In the yard the girls were shouting, ‘Ninety-eight, nighty-nine, one hundred, hooray!’ I was sure there must be a good answer to Garnik’s question. I was sure of it, but
nothing came to mind. I asked, ‘Want some beans?’

 
44

Joop said, ‘I do hope, good sir, that you will, like myself and Alice, be happy and content with this decision. I have sent a correspondence to my mother and aunt in
Holland. They too are happy and content. If you, good sir, be content and happy, Alice and I, too, are happy and content.’ Artoush loosened the knot of his tie and shifted position in the
easy chair.

The day before, Alice had said, ‘Tell Artoush to put on a tie. You dress up nice, too. With lipstick. Send the kids over to Nina’s, or, I don’t know, anywhere. Just so long as
they don’t disturb us.’ It did not even occur to me to ask why she could not hold this little courtship dinner at her own house.

To keep myself busy, I got up and offered sweets to everyone.
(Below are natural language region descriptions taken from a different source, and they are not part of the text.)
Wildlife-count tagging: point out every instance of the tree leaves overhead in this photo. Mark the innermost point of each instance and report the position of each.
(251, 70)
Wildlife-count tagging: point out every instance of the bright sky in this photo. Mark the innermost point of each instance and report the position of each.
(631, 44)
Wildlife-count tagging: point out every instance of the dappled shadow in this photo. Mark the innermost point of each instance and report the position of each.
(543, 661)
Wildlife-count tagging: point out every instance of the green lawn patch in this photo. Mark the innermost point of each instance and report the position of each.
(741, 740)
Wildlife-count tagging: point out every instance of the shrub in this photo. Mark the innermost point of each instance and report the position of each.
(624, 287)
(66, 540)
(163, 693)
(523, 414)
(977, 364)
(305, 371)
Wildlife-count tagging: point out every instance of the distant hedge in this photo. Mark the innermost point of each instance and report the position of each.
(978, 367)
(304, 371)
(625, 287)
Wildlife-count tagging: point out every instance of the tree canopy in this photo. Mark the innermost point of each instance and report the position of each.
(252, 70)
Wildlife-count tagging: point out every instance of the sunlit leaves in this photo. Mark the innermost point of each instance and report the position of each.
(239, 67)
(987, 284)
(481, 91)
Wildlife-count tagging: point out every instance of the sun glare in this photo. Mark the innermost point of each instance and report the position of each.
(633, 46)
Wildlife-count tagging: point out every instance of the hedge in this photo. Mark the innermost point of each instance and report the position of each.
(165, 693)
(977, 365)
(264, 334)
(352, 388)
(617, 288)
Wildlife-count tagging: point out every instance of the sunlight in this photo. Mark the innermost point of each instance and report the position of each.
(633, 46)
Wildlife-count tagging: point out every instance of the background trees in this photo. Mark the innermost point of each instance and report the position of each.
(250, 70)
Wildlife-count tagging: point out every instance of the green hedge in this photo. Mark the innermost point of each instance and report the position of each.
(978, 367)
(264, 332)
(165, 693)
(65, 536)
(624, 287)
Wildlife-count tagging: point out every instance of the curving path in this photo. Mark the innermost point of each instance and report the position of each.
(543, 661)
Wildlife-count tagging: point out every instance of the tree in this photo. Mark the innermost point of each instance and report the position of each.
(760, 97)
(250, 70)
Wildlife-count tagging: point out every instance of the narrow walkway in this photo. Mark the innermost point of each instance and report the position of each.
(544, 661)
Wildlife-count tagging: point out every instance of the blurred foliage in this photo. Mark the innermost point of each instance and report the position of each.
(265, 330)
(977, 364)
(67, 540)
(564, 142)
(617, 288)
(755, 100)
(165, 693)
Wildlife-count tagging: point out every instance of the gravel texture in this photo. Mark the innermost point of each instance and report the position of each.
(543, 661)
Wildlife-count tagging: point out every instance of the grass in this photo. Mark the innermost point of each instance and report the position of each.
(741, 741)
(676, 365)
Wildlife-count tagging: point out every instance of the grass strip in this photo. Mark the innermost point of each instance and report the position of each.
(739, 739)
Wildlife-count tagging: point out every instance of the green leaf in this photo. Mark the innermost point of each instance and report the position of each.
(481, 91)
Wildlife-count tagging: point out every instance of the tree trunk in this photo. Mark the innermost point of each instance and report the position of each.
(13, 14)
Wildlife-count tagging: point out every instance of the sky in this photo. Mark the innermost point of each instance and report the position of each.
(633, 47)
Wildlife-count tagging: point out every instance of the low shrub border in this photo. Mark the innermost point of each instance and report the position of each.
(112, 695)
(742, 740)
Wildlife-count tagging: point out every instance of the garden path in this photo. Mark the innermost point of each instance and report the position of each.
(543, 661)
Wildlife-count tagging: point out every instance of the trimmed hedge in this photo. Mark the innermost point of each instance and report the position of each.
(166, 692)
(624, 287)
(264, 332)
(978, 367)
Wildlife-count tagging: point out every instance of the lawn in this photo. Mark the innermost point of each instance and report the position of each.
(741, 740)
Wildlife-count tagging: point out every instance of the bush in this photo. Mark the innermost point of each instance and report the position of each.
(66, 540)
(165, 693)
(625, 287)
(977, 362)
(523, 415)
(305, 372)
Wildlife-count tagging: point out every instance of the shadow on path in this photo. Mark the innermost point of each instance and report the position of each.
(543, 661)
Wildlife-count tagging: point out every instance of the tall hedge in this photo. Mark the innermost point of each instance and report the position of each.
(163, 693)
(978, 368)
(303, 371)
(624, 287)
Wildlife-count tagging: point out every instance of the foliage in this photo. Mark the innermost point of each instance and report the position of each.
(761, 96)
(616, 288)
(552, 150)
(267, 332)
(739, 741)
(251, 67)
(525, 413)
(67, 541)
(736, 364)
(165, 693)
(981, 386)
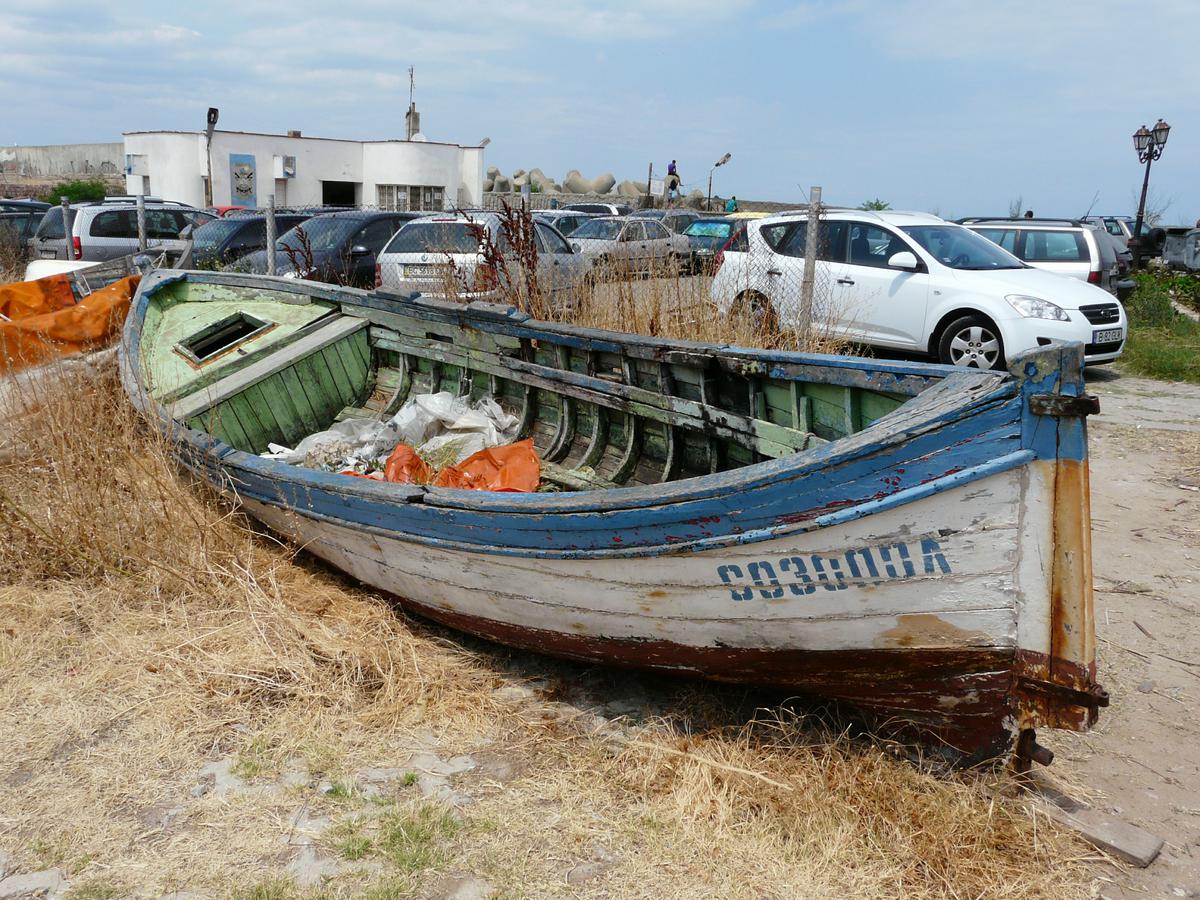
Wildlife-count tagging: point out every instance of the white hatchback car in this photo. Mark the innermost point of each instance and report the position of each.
(915, 282)
(443, 253)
Joop took one of the cream puffs that Alice had bought and did not touch the pastries I had made from scratch. ‘I like creamy
puff.
Shad-shad
thanks.’ He looked at Alice and smiled.

Alice laughed and turned to me. ‘I’m teaching him Armenian.’ Then she pushed the dish of homemade sweets away. ‘He only likes cream puffs.’ She cocked her head and
smiled at Joop.

Mother, with a smile that looked pasted onto her face, said ‘
Shad-shad lav
,’ nodded, and peered into the narrow space separating Joop and Alice.
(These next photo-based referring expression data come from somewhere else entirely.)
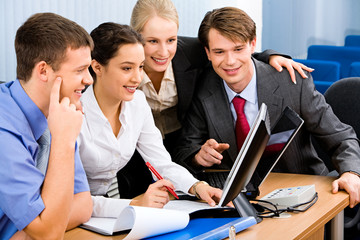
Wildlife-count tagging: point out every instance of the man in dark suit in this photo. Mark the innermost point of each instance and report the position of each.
(208, 136)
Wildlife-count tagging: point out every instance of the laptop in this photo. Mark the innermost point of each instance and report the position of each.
(281, 136)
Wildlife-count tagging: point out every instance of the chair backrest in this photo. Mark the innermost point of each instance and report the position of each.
(355, 69)
(325, 73)
(344, 55)
(352, 41)
(343, 97)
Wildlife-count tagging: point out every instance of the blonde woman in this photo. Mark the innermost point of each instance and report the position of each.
(171, 69)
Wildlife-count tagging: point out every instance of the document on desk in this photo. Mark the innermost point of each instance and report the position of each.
(146, 222)
(142, 221)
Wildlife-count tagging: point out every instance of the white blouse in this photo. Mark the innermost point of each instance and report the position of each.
(103, 154)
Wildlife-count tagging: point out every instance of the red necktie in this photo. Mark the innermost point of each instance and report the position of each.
(242, 126)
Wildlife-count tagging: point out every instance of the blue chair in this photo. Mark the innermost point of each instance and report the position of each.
(352, 41)
(343, 97)
(325, 73)
(354, 69)
(344, 55)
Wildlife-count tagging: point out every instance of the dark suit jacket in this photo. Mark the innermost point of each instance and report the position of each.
(188, 63)
(210, 117)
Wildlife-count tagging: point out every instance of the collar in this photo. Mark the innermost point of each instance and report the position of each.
(249, 93)
(168, 75)
(93, 112)
(36, 118)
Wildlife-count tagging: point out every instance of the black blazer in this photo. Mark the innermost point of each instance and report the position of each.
(210, 117)
(188, 63)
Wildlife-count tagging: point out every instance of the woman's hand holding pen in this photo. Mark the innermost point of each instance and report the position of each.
(155, 196)
(207, 193)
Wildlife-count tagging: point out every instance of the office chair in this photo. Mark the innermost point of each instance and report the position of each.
(342, 96)
(344, 55)
(134, 178)
(352, 41)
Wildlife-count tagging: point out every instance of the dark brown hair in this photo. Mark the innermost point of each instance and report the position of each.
(108, 38)
(230, 22)
(46, 37)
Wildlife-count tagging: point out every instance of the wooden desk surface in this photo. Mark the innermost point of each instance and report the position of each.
(298, 226)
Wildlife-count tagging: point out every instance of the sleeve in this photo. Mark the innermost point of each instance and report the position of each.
(21, 181)
(265, 55)
(338, 139)
(151, 148)
(80, 180)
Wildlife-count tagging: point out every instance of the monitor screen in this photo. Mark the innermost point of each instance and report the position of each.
(282, 134)
(248, 157)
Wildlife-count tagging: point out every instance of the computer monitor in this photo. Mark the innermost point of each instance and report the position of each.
(282, 133)
(245, 164)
Armen was in his room and the twins had gone bike-riding. I gave them money to buy bread from the
Dairy
and ‘whatever they felt like’ from the
Store
. Their eyes lit
up.

Joop was explaining in great detail the water-heating system in his house in Holland for Artoush. Artoush was listening carefully, whether to occupy the time, or because he was really
interested, I could not tell.

Looking up at the ceiling, Alice said, ‘I hear Emile and Violette are getting married.’ Ever since her marriage to Joop was semi-officially announced, Alice no longer looked in my
face when speaking to me. At least it seemed like she was looking down at me, and since she was shorter than me, that took some doing. ‘Poor Violette, with that nutty mother-in-law. She
probably imagines that the instant they marry, the lady midget is going to hand over all her jewels to her daughter-in-law on a silver platter.’

Mother helped me set the dinner table and she talked nonstop as we walked back and forth between the kitchen and the dining room.

‘I always hoped Alice would get married in our church here in Abadan. God bless the cross in that altar! It has granted each and every favor I prayed for and every vow I made. For the safe
delivery of your babies, for the setting of Armen’s broken arm; for the quick recovery of the twins when their tonsils were removed. And now, for this. You’ve made a ton of salad again?
No one here eats that much salad. Still, it’s a good thing you did. These days Alice eats nothing but salad.’

Armen and the twins were playing Chutes and Ladders on the kitchen table.

‘It was a four.’

‘Nuh-uh, it was a three.’

‘It was four, wasn’t it, Arsineh?’

‘It was four. No cheating, Armen!’

‘One, two, three, four. Swoop, up I go! Your turn, Arsineh.’

Mother poured dressing on the salad. ‘I would hate Joop to think I am one of those mother-in-laws who butts into everything. If they want to marry in Holland, well, so be it. There’s
no difference from one church to another.’

Armineh said, ‘Nana, when you said church, it reminded me of a joke one of the sixth graders told today. Shall we tell them, Arsineh?’

‘Let’s tell them,’ said Arsineh. Then she warned Armen. ‘Your piece is right here, in this square. Above this big chute, here. No cheating, now! Go ahead, Armineh. Mommy,
Nana, listen.’ And they began telling the joke, each jumping in amid the other’s words.